Bullish bias for USD/Asia – RBC CM
Research Team at RBC Capital Markets have a bullish bias for USD/Asia, underscored by their out-of-consensus 2017 USD/CNH forecast of 7.53.
Key Quotes
“That said, there are appealing relative value opportunities within the region in 2017. From current levels, we are overweight PHP, INR, IDR. We are neutral CNH and KRW and bearish THB, TWD, and SGD. Finally, it may be too early to call a bottom in MYR, but we will look for opportunities to enter strategic longs on key crosses.”
“Relative value in AXJ FX will be driven by four key themes:
(1) Different domestic growth and inflation trajectories, overlaid with differing leverage dynamics, mean that there is more room for monetary policy accommodation in some economies, relative to others. India and Singapore have more scope to ease monetary policy than Philippines and China, for instance.
(2) The willingness/capacity/likely success of structural reforms and ability to present a coherent narrative are also a source of divergence. All economies in the region are reliant on restructuring and productivity gains to drive the next phase of growth. China, India, and Indonesia are obvious candidates, but other economies are often overlooked: Singapore (productivity), Malaysia (labour market and education), and Philippines (simplify regulations to encourage private and public investment) are just some examples.
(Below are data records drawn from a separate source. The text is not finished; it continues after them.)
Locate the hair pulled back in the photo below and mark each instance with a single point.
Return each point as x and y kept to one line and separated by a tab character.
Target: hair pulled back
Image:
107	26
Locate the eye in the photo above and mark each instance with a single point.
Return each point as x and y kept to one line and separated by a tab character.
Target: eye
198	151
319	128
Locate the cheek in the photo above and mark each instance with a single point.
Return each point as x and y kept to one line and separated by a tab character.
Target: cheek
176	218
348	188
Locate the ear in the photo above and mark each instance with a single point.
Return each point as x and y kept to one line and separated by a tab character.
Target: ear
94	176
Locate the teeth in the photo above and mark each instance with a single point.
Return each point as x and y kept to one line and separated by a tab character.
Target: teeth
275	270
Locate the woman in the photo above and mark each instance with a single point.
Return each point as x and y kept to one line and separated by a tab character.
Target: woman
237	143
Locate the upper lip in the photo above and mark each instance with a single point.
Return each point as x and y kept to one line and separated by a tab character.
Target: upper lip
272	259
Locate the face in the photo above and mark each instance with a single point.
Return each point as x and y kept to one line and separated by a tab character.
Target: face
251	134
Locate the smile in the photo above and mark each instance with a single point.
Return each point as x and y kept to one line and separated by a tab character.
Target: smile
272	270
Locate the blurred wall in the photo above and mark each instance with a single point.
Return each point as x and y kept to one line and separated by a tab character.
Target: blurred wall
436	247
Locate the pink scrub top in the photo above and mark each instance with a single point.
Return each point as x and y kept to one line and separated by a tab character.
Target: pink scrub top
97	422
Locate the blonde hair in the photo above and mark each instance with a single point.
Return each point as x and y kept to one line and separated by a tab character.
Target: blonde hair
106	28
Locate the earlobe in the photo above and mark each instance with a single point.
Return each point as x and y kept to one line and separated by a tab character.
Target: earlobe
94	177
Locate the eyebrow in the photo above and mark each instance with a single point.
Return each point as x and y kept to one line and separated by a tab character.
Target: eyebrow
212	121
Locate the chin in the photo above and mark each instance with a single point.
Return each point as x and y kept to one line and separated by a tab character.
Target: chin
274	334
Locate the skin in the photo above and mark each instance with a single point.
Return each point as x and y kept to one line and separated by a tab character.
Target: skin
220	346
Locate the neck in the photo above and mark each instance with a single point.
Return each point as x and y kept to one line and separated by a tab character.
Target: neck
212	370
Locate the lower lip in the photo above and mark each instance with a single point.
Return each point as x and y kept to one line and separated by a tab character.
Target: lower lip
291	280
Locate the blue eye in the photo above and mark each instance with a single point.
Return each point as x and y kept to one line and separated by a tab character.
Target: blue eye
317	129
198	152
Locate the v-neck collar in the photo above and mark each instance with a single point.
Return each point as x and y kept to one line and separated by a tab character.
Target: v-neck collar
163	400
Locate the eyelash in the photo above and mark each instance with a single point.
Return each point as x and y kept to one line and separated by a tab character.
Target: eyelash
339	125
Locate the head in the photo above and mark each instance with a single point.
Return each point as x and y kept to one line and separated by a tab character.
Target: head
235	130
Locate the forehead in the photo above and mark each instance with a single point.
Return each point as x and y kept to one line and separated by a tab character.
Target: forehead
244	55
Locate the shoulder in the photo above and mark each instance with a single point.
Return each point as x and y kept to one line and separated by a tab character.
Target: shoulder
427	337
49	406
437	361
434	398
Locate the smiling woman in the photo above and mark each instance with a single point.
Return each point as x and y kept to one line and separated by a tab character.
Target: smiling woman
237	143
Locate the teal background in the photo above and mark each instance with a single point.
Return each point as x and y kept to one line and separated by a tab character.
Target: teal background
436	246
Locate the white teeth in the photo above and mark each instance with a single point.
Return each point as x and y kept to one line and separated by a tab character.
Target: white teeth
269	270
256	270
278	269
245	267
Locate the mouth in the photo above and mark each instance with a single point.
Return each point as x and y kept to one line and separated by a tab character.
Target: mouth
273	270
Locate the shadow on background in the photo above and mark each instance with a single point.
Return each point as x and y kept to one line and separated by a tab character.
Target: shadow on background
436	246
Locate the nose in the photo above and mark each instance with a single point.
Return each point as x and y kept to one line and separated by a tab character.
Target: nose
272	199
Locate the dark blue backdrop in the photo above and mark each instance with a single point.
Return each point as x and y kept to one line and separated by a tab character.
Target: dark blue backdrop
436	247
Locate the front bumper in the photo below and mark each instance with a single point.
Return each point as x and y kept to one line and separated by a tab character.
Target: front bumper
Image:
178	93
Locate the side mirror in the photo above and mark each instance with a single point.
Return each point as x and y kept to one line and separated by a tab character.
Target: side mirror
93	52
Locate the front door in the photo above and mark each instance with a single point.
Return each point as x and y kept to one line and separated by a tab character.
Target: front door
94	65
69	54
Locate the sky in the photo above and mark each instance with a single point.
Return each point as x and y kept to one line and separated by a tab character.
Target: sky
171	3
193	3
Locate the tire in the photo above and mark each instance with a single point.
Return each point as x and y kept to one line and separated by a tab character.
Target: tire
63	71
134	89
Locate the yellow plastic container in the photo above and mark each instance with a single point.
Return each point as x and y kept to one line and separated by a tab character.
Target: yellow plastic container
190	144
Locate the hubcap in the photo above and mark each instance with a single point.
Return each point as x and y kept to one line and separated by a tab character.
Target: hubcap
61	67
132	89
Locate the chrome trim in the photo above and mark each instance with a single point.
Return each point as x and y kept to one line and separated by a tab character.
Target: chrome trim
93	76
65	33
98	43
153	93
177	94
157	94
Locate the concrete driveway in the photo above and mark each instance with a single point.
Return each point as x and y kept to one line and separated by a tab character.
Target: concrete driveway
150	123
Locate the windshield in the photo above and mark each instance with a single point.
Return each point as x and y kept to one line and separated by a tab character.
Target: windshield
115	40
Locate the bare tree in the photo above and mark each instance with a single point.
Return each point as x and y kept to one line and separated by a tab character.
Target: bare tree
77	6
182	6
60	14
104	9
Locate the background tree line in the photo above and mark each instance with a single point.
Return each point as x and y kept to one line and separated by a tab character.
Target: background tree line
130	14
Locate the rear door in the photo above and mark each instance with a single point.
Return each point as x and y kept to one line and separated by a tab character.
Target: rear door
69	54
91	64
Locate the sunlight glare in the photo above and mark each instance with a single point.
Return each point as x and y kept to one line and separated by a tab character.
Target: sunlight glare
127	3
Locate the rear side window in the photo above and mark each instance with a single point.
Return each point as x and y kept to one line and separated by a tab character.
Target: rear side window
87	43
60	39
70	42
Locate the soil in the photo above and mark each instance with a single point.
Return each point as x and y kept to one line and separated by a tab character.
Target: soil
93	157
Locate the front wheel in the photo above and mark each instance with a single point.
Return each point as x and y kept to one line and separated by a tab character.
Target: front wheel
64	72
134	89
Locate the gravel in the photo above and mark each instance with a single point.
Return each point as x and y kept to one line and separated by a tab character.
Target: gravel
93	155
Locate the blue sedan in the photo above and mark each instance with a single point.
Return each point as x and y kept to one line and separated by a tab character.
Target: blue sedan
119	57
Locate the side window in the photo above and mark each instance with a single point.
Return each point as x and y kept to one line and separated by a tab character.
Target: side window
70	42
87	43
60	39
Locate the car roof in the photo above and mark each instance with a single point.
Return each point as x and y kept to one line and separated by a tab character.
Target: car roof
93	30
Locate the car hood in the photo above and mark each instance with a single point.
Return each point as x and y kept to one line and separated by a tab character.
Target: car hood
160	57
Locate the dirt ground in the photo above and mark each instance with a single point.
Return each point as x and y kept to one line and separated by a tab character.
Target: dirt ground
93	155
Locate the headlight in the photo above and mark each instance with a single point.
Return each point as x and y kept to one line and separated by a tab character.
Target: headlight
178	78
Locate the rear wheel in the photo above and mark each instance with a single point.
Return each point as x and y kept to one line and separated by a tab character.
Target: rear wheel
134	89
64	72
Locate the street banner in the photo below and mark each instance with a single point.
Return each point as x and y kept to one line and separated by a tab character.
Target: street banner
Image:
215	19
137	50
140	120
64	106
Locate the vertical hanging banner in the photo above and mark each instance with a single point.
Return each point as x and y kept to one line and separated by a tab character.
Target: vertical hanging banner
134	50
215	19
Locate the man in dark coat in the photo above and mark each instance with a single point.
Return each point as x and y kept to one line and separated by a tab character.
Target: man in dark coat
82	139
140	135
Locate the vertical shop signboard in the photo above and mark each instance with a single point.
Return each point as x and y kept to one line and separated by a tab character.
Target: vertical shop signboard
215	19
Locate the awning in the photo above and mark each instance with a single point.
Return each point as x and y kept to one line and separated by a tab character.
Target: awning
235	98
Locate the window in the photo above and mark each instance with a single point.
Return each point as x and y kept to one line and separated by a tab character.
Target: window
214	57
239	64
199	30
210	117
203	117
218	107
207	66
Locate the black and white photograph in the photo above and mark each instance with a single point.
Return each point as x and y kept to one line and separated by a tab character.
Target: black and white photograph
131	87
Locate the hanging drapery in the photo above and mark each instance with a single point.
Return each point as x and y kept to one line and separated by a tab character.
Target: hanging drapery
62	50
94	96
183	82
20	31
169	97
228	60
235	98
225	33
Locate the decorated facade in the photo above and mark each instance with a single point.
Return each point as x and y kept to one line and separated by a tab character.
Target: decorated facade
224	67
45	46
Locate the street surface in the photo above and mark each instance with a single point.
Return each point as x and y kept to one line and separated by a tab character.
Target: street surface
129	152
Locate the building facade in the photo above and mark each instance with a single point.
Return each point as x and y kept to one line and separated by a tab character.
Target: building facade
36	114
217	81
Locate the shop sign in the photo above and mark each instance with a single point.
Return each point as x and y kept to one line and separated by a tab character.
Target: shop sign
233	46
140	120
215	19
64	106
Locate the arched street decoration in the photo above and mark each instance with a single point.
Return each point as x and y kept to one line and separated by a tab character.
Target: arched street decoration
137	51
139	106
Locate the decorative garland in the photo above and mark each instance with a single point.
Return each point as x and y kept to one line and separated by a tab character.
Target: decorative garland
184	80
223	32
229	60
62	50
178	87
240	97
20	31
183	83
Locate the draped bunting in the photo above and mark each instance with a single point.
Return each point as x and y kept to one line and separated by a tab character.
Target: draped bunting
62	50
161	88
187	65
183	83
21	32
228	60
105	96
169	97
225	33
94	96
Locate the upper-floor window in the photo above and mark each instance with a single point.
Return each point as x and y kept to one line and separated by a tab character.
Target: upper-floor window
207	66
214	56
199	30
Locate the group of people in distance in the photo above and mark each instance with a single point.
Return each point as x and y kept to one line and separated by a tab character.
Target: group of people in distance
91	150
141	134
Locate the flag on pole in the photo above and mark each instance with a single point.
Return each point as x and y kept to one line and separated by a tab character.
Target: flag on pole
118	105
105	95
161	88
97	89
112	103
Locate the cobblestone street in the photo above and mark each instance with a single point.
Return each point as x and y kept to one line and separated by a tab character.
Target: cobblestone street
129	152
(3) Varying degrees of political risk and political capital in the region will determine the reform progress. China, India, Philippines, Malaysia, South Korea, Taiwan, and Thailand stand out as ones to watch.
(4) Notwithstanding the uncertainty surrounding the composition of Trump’s fiscal easing and trade and foreign policy, external debt metrics, current account funding dynamics, and relative dependence on global demand comprise the final factor that will determine regional relative value. Malaysia and Indonesia are the most vulnerable to a stronger USD and increasing US interest rates given their weaker external debt metrics compared to China, India, and Philippines. Philippines is also relatively insulated from rising protectionism given the stronger domestic demand intensity of growth relative to South Korea, Taiwan, and Singapore, which are also vulnerable to further RMB depreciation.”